Monday, May 07, 2012

May 17th to implement the Erbil Agreement or . . .

The political crisis continues in Iraq.  Kitabat reports that Moqtada al-Sadr's boc announced yesterday that it has six people in mind to replace Nouri al_maliki as prime minister if he's unable to take the necessary steps to resolve the crisis.  Al Mada reports that the threat to withdraw confidence in Nouri is coming from Moqtada al-Sadr, Speaker of Parliament Osama al-Nujaifi, KRG President Massoud Barzani and Iraqiya leader Ayad Allawi.  Nouri is stewing in a mess of his own making.  Marina Ottaway and Danial Kaysi's [PDF format warning] "The State Of Iraq"  (Carnegie Endowment for International Peace) reviewed events and noted:

Within days of the official ceremonies marking the end of the U.S. mission in Iraq, Prime Minister Nouri al-Maliki moved to indict Vice President Tariq al-Hashemi on terrorism charges and sought to remove Deputy Prime Minister Saleh al-Mutlaq from his position, triggering a major political crisis that fully revealed Iraq as an unstable, undemocractic country governed by raw competition for power and barely affected by institutional arrangements.  Large-scale violence immediately flared up again, with a series of terrorist attacks against mostly Shi'i targets reminiscent of the worst days of 2006.
But there is more to the crisis than an escalation of violence.  The tenuous political agreement among parties and factions reached at the end of 2010 has collapsed.  The government of national unity has stopped functioning, and provinces that want to become regions with autonomous power comparable to Kurdistan's are putting increasing pressure on the central government.  Unless a new political agreement is reached soon, Iraq may plunge into civil war or split apart.

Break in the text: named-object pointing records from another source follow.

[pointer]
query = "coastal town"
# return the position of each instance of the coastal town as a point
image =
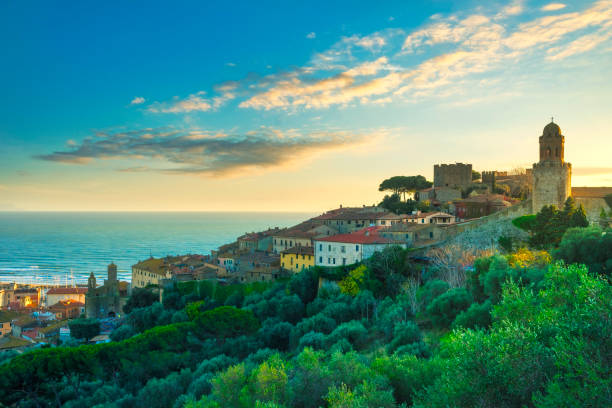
(458, 200)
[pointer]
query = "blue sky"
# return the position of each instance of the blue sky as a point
(280, 106)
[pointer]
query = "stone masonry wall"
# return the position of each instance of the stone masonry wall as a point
(551, 184)
(452, 175)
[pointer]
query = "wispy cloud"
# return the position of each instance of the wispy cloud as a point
(137, 100)
(591, 171)
(193, 103)
(553, 7)
(368, 69)
(177, 151)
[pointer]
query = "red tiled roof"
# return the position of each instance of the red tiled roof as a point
(299, 250)
(422, 215)
(368, 235)
(67, 291)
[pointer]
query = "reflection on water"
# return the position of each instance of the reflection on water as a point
(63, 247)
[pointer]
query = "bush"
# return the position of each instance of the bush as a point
(227, 321)
(403, 334)
(431, 290)
(353, 332)
(447, 306)
(84, 328)
(477, 316)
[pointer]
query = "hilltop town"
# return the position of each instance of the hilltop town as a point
(460, 201)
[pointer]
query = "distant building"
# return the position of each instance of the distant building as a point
(67, 309)
(55, 295)
(297, 258)
(438, 195)
(107, 300)
(456, 175)
(415, 235)
(5, 328)
(149, 272)
(552, 175)
(300, 235)
(480, 205)
(257, 241)
(350, 221)
(347, 249)
(432, 217)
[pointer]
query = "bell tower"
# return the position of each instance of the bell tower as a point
(552, 175)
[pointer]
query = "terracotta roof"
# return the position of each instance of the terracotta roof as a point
(361, 216)
(591, 192)
(67, 291)
(366, 236)
(64, 304)
(299, 250)
(422, 215)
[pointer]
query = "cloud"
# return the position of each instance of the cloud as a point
(591, 171)
(176, 151)
(194, 103)
(430, 61)
(137, 100)
(553, 7)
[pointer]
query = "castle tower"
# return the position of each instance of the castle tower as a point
(91, 282)
(112, 272)
(551, 175)
(91, 299)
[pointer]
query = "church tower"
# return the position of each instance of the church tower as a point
(552, 174)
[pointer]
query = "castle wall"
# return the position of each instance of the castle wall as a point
(453, 175)
(551, 184)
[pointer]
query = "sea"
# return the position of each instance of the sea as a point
(63, 248)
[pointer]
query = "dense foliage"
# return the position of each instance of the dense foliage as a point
(548, 226)
(522, 331)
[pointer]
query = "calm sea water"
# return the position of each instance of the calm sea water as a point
(50, 247)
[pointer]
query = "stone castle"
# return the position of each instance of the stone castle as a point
(107, 300)
(552, 175)
(456, 175)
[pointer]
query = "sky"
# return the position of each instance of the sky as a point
(282, 106)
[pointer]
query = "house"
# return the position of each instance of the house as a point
(413, 234)
(55, 295)
(257, 241)
(25, 298)
(433, 217)
(346, 249)
(257, 266)
(480, 205)
(297, 258)
(300, 235)
(346, 222)
(68, 309)
(5, 328)
(21, 324)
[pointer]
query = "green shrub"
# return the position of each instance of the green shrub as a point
(447, 306)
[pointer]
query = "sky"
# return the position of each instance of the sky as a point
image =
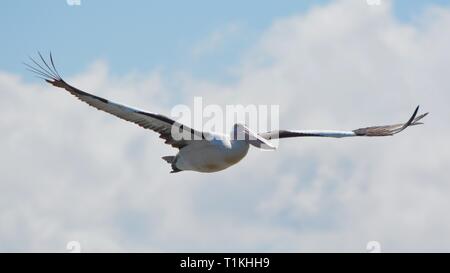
(71, 173)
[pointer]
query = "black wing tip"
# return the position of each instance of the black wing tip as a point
(44, 68)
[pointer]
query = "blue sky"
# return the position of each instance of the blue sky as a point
(69, 172)
(143, 35)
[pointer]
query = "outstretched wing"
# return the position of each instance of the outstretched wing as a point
(177, 137)
(386, 130)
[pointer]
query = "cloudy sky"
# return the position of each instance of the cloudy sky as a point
(69, 172)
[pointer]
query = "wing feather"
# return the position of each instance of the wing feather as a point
(148, 120)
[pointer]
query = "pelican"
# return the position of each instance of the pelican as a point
(203, 151)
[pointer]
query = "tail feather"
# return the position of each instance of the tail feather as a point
(169, 159)
(172, 160)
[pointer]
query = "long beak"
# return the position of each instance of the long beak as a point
(258, 141)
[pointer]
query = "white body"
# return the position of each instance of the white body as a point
(211, 155)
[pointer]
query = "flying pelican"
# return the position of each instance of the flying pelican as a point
(202, 151)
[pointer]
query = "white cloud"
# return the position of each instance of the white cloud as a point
(69, 172)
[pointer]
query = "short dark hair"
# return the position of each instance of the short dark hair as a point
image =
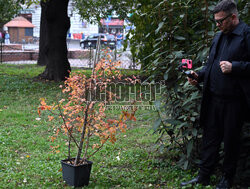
(228, 6)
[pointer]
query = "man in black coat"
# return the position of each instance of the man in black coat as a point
(226, 94)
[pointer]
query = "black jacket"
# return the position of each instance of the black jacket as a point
(238, 53)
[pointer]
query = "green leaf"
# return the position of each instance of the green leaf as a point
(189, 148)
(166, 75)
(157, 104)
(159, 27)
(157, 124)
(180, 38)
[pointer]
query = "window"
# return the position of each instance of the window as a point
(28, 31)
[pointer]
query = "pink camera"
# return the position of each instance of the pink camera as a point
(186, 63)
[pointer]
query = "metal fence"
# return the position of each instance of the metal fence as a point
(27, 53)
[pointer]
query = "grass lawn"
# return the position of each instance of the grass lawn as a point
(27, 161)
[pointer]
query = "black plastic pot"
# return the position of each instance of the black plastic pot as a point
(76, 175)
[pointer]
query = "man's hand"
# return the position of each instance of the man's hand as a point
(193, 81)
(226, 67)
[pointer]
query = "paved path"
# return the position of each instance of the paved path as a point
(124, 57)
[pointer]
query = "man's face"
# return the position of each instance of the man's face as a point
(224, 21)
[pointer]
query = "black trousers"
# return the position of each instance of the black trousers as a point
(223, 123)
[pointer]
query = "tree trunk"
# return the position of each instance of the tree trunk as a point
(43, 42)
(54, 47)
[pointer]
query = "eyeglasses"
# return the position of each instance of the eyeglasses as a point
(220, 21)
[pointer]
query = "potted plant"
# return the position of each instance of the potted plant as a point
(83, 117)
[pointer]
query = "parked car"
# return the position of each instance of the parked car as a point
(111, 41)
(91, 41)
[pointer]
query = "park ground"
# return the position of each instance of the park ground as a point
(26, 157)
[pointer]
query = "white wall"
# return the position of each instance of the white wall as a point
(76, 22)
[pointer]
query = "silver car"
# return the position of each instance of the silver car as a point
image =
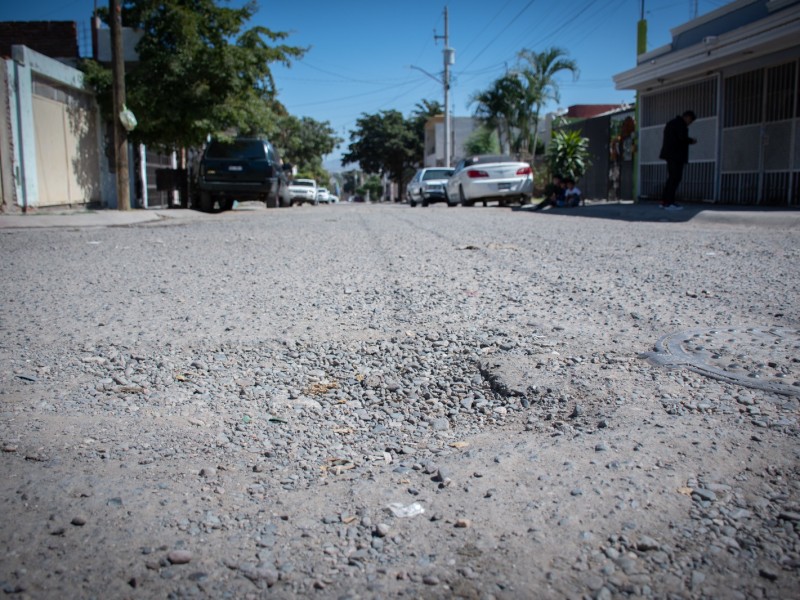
(428, 186)
(489, 177)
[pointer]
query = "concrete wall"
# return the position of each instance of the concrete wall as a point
(19, 152)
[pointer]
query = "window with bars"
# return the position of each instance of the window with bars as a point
(701, 97)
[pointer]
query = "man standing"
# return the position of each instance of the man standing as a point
(675, 150)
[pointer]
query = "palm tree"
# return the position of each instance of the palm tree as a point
(498, 107)
(538, 70)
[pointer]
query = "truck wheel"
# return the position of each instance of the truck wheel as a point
(206, 202)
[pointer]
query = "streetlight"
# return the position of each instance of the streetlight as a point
(442, 81)
(449, 59)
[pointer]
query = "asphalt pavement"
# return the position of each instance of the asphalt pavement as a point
(784, 218)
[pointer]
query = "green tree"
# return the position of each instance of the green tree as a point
(372, 188)
(497, 107)
(200, 72)
(422, 112)
(303, 142)
(482, 141)
(568, 154)
(538, 71)
(384, 143)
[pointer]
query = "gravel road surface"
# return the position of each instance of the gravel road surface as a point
(378, 401)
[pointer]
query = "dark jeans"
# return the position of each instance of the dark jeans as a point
(674, 176)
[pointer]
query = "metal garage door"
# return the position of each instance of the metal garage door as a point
(67, 160)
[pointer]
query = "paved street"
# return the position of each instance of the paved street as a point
(372, 401)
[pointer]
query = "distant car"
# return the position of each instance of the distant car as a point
(489, 177)
(241, 169)
(428, 186)
(323, 195)
(302, 191)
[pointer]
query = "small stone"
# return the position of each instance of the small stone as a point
(381, 530)
(703, 494)
(646, 543)
(768, 573)
(179, 557)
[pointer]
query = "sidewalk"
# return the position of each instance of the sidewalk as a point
(102, 218)
(780, 218)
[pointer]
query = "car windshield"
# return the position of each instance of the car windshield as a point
(250, 149)
(437, 174)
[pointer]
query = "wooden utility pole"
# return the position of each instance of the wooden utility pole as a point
(120, 134)
(449, 59)
(641, 48)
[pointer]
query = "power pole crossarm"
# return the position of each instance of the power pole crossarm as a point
(448, 60)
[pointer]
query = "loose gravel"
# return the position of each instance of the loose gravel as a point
(358, 401)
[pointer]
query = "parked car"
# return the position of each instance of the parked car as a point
(302, 191)
(323, 195)
(241, 169)
(428, 186)
(489, 177)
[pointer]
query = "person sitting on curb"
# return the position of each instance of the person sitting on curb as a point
(572, 195)
(553, 194)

The agreement was the Erbil Agreement.  March 7, 2010, Iraq held parliamentary elections.  Ayad Allawi's Iraqiya came in first ahead of Nouri's State of Law.  Nouri refused to give up the post of prime minister.  What followed were eight months of political stalemate.  The White House and the Iranian government were backing Nouri so he knew he could dig in his heels and did just that.  Finally, in November, the US-brokered Erbil Agreement was reached.  Nouri could have a second term as prime minister provided he made concessions on other issues.

Nouri used the agreement to get his second term and then trashed the agreement refusing to honor it.  Until last week, he and his supporters had taken to (wrongly) calling the agreement unconstitutional.  And though the KRG, Iraqiya and Moqtada al-Sadr have been calling for the Erbil Agreement to be fully implemented since summer 2011, it took last week for State of Law to finally discover that themselves loved the Erbil Agreement.  Needless to say, the sudden attraction to the deal is seen as mere lip service.

State of Law meanwhile sees the distraction as the way to go.  Alsumaria reports MP Yassin Majid is stating, 'Dictator, who's the dictator?' as he makes a point to assert that since Massoud Barzani has ruled the Kurdistan region for twenty years, he's the dictator, not Nouri.  Majid accompanied Nouri to DC in December and, along with being a member of State of Law, Majid is also the attorney of record for State of Law.  Those details didn't make the story.  But another thing that didn't make the story is that Massoud Barzani hasn't ruled the KRG for 20 years. The position of prime minister was created in 2003 -- Barzani has been prime minister since 2003.  Secondly, prior to 2003, the Kurdistan region was divided into two areas with the KDP (Barzani's party) in charge of one section (Barzani in charge) and with the PUK (Iraqi president Jalal Talabani's party) in charge of the other region. 

Alsumaria reports that Moqtada al-Sadr's bloc is stating the Nouri has until May 17th to implement the Erbil Agreement.  And Al Sabaah notes that State of Law is stating that Nouri and Talabani will be holding a meeting to address political developments.